Another candidate would be Joey Votto, who continues to be one of the only bright spots on the Cincinnati Reds (as well as one of the most under-appreciated players in the league, in my opinion). Votto has slashed .312/.448/.588. That .448 is an absurd on-base percentage. To put it into perspective, Votto has 44 more walks than he does strikeouts this season. He is far and wide the most disciplined hitter in all of baseball. Along with those lofty numbers, he has 28 doubles, 34 HRs, and 93 RBI. Votto, as well, is third in the NL in WAR (6.4, second among position players). Could Votto take home his second career MVP award?
The last candidate has been the hottest player in the majors over the last two months. Giancarlo Stanton has hit 29 HRs with 56 RBI over the last 50 games. In that time frame, he is slashing .311/.430/.842. Your math is correct. He has an awe-inspiring 1.272 OPS over the last 50 games. Now, for the season he has a slash line of .286/.381/.657 with 53 HRs and 112 RBI, and he has a WAR of 6.7, good for second in the NL and first among position players. This one is simple in my opinion. If Stanton hits 60 home runs for the season, then it is undoubtedly his award. The Marlins slugger would become just the sixth player in MLB history to hit 60 home runs in a season. So, if Stanton puts his name in the history books, then he deserves the award. But until then, I think it’s a fight between these three men.

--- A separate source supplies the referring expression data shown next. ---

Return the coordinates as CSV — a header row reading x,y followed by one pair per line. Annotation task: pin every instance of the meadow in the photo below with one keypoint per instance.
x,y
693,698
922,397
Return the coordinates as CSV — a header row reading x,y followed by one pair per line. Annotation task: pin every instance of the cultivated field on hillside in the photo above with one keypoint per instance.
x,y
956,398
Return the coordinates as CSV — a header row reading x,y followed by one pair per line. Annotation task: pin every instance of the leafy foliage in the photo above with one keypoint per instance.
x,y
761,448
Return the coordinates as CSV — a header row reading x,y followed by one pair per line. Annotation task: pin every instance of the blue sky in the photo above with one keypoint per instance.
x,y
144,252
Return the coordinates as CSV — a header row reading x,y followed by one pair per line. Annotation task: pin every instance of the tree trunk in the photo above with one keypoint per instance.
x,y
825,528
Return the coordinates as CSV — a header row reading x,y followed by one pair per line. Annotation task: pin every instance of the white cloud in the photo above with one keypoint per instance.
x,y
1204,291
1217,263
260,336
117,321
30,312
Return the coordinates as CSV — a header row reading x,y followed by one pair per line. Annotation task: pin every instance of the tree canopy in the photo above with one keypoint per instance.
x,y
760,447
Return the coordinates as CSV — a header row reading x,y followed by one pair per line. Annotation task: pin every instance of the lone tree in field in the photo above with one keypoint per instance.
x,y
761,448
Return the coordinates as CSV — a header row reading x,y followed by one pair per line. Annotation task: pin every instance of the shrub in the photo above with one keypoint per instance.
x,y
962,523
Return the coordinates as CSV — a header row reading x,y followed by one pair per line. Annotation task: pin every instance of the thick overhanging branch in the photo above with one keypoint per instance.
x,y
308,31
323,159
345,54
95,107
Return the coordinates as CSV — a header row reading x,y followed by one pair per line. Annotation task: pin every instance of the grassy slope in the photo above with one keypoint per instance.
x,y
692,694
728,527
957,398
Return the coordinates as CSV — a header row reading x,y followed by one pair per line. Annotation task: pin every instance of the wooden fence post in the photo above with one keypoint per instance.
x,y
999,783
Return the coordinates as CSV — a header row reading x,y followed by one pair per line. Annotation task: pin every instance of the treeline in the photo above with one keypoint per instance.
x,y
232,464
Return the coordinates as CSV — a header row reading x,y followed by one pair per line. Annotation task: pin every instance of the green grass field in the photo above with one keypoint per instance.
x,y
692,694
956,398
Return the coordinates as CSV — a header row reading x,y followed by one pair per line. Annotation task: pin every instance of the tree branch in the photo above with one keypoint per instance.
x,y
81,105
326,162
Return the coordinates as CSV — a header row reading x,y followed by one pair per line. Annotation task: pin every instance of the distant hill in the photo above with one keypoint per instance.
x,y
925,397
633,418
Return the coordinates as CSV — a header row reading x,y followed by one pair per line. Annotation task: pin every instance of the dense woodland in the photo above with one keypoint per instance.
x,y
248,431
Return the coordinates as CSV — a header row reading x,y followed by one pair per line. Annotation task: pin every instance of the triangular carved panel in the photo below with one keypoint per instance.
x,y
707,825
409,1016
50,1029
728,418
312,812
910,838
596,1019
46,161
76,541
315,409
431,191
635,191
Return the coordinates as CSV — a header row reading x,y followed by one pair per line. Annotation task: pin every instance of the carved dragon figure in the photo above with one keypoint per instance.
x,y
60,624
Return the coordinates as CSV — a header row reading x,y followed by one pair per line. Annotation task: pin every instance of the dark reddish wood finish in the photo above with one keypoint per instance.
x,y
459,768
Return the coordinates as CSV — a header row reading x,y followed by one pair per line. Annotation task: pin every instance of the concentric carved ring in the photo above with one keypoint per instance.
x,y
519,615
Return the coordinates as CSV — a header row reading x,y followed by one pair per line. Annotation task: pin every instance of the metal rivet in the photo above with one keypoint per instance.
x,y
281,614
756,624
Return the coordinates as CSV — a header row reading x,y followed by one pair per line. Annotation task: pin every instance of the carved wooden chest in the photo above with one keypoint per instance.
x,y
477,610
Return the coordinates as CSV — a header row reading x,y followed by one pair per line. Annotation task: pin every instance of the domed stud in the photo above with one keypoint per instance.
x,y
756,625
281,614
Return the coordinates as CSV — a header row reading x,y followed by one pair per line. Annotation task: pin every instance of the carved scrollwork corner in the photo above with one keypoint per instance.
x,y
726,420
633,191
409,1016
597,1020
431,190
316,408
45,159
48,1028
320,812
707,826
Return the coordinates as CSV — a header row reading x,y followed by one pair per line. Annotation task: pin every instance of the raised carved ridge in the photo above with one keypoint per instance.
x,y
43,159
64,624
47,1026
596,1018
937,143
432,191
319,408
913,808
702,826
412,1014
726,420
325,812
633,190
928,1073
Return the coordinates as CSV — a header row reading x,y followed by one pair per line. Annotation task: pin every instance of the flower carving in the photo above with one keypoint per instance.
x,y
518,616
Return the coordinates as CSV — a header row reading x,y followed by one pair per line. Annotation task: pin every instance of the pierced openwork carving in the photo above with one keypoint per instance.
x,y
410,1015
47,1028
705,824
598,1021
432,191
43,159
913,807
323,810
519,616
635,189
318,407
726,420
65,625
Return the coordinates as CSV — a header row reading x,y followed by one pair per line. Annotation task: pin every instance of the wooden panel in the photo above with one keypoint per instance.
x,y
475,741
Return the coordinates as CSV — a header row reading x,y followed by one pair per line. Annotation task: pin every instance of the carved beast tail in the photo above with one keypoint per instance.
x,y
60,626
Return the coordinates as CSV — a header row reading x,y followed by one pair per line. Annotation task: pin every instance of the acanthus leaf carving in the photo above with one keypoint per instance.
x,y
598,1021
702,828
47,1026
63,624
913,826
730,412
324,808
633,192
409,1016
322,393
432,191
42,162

Honorable Mentions: Charlie Blackmon – Colorado Rockies (.342/.406/.625, 33 HRs, 86 RBI), Nolan Arenado – Colorado Rockies (.303/.362/.577, 30 HRs, 111 RBI), Max Scherzer – Washington Nationals (13-5, 2.19 ERA)
These are, of course, my predictions based on stats and general history of how the voters tend to make these decisions. For instance, while the two Colorado Rockies stars (Arenado and Blackmon) are having monster years, the awards voters don’t tend to vote for Rockies players due to the “Coors Field effect,” which is the belief that the dimensions and elevation of Coors Field lend to more offense from it’s players. For instance, a look at the home and away splits for these two players:
Home – .331/.385/.639/.1.024, 16 HRs, 70 RBI
Away – .280/.342/.519/.861, 14 HRs, 42 RBI
Home – .390/.466/.781/1.247, 21 HRs, 47 RBI
Away – .292/.340/.469/.808, 12 HRs, 39 RBI
Look at those splits! That’s a drop of over 300 points in slugging percentage from Blackmon! Those are drastic drops in all categories from both players. I’m a fan of both players, but those drop-offs in productivity within the confines of Coors Field and elsewhere are too big to justify a vote over the other candidates. Of course, this is just an example of how I’m basing this from just one of the awards. As I said, I’m basing these predictions off of voter habits in recent years. We’ll certainly see after the postseason how these predictions turned out.